In my last post I talked some about my armor. Not only does it not fit anymore, but I really don't even want to wear it. I've always been aware of it, even actively fortified it when the need arose. Over the years it has been melting away, layer by layer, until it became very thin. That didn't bother me at all because I didn't need that thick armor anymore, I had my shield of protection to hide behind, Musicman.
So where did it go? Why is it gone now?
I think it now sits in the spot on the shelf where I have stored my submission all these years. I never thought of myself as submissive, but the plain truth is I am. I have had no problems over the years with people knowing that I defer to my husband, in fact I take pride in it. No one ever mentioned the word submission to me and I never made the connection. Neither did Musicman, when push comes to shove he will admit that of the two of us I am the less dominant one, but he doesn't think of me as submissive. How did we both miss this? It's not like we weren't aware of the word or it's meaning.
I've often thought of relationships in the context of decorating a home. At the beginning of the relationship, you move in and you both bring baggage. Like most people we didn't just dump the baggage out and find a spot for everything. No, we took our time emptying the bags, we reviewed and examined things, we decided what needed to be kept and what needed to be tossed.
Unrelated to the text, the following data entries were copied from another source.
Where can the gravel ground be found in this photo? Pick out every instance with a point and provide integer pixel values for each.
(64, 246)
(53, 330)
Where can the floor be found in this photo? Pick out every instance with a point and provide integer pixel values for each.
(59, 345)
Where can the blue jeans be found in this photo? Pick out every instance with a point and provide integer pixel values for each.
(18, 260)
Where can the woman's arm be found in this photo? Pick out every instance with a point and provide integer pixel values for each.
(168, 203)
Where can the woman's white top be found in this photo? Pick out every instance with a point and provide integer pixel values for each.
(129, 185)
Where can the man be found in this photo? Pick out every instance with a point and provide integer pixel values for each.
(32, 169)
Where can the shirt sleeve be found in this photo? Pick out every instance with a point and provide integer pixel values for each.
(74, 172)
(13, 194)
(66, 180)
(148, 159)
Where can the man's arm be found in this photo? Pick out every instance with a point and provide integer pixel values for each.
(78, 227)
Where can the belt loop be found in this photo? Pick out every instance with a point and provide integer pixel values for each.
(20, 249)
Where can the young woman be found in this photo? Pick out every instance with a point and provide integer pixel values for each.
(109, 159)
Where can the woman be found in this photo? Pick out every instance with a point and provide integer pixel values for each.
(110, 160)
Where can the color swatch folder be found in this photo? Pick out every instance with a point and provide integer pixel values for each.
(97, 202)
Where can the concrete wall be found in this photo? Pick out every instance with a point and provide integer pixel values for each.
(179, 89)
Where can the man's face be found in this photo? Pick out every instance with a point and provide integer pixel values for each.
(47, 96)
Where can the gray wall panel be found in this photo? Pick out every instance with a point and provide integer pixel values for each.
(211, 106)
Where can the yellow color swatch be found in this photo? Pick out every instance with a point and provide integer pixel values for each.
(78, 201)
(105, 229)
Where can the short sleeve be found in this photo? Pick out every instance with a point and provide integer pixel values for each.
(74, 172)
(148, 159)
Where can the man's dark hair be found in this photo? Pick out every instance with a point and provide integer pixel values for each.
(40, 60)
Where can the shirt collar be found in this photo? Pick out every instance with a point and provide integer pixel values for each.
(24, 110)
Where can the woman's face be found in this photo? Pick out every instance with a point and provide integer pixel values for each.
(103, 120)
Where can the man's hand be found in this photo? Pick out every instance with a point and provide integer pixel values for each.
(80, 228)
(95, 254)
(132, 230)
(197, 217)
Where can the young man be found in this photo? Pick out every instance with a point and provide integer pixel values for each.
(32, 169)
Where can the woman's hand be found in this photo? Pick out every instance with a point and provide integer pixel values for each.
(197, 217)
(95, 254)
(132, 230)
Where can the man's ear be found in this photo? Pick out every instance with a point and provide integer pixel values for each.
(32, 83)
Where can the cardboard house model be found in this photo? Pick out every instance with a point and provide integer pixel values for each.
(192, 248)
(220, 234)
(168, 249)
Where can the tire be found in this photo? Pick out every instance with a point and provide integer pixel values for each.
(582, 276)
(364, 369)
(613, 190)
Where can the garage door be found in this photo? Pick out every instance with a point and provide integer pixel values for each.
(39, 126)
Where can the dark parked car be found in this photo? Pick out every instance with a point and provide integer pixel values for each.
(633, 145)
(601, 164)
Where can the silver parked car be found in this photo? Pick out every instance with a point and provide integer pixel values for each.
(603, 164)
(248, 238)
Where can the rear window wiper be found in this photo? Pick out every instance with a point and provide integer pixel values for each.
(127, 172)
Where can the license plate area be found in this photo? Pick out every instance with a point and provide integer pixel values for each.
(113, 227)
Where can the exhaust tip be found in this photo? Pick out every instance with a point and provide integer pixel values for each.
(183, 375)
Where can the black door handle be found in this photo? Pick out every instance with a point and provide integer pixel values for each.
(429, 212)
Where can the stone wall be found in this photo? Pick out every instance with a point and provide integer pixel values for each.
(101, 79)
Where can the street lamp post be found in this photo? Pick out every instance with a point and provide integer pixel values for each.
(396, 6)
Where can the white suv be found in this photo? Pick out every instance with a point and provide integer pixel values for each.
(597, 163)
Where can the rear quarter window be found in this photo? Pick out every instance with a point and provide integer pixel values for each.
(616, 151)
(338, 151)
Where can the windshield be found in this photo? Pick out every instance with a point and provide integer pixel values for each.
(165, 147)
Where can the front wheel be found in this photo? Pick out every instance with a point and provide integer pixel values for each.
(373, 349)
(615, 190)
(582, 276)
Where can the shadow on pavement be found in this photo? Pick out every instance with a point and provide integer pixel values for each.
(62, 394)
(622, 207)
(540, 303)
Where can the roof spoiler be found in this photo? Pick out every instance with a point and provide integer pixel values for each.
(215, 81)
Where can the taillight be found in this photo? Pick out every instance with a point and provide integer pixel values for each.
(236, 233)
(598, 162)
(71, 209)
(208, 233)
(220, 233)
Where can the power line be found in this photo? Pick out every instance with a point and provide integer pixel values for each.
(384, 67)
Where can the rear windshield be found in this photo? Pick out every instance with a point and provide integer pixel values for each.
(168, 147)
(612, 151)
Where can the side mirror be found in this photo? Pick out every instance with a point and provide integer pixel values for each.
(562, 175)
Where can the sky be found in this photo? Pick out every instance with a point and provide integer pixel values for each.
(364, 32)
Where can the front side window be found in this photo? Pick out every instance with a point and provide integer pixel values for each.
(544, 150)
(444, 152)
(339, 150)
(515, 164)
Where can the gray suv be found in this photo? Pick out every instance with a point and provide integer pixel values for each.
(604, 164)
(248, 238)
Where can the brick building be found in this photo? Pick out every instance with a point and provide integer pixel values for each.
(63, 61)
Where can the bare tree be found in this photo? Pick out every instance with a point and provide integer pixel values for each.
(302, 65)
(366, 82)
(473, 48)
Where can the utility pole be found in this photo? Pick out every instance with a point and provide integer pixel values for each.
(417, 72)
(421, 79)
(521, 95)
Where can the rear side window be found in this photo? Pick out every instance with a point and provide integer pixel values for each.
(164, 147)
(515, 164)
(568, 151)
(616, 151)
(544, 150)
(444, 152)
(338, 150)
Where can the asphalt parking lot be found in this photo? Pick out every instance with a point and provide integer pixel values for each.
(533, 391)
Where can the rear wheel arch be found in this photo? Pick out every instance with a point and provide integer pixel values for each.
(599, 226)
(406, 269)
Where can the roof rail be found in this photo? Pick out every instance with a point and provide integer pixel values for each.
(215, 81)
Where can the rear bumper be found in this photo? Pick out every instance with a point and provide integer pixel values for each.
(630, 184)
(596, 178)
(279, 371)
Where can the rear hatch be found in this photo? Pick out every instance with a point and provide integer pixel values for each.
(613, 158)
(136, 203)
Then we slowly started to arrange things in a way that would be pleasing to the eye.
Apparently I found my submission at the bottom of one of those bags, I knew I wanted to keep it but I didn't know what to do with it. It got put up on a high shelf, out of sight, but always there. Occasionally, when needed, I would bring it out and dust it and then put it back on the shelf.
Now it seems that I have taken my submission off that high shelf, I've dusted it off, but I haven't put it back. I want to keep it with me, I want to be aware of it and the person I am when I embrace it. What I am finding though, is the submissive person I am won't wear the armor. It's heavy and uncomfortable, I can't feel things the same way when the armor is on. I like the way I feel when I have my submission with me. I feel more joy from life, I feel free and unencumbered, the armor doesn't allow for that.
I think it might be time to go see the armor maker, I need some that will fit my submission.
On a side note to let you all know, we will be at the hospital at 6 a.m. tomorrow, it is going to be a long day especially since the time I will need to get up and get ready is about the time I usually fall asleep. If I click my heels three times and say, "let it be over" will it work?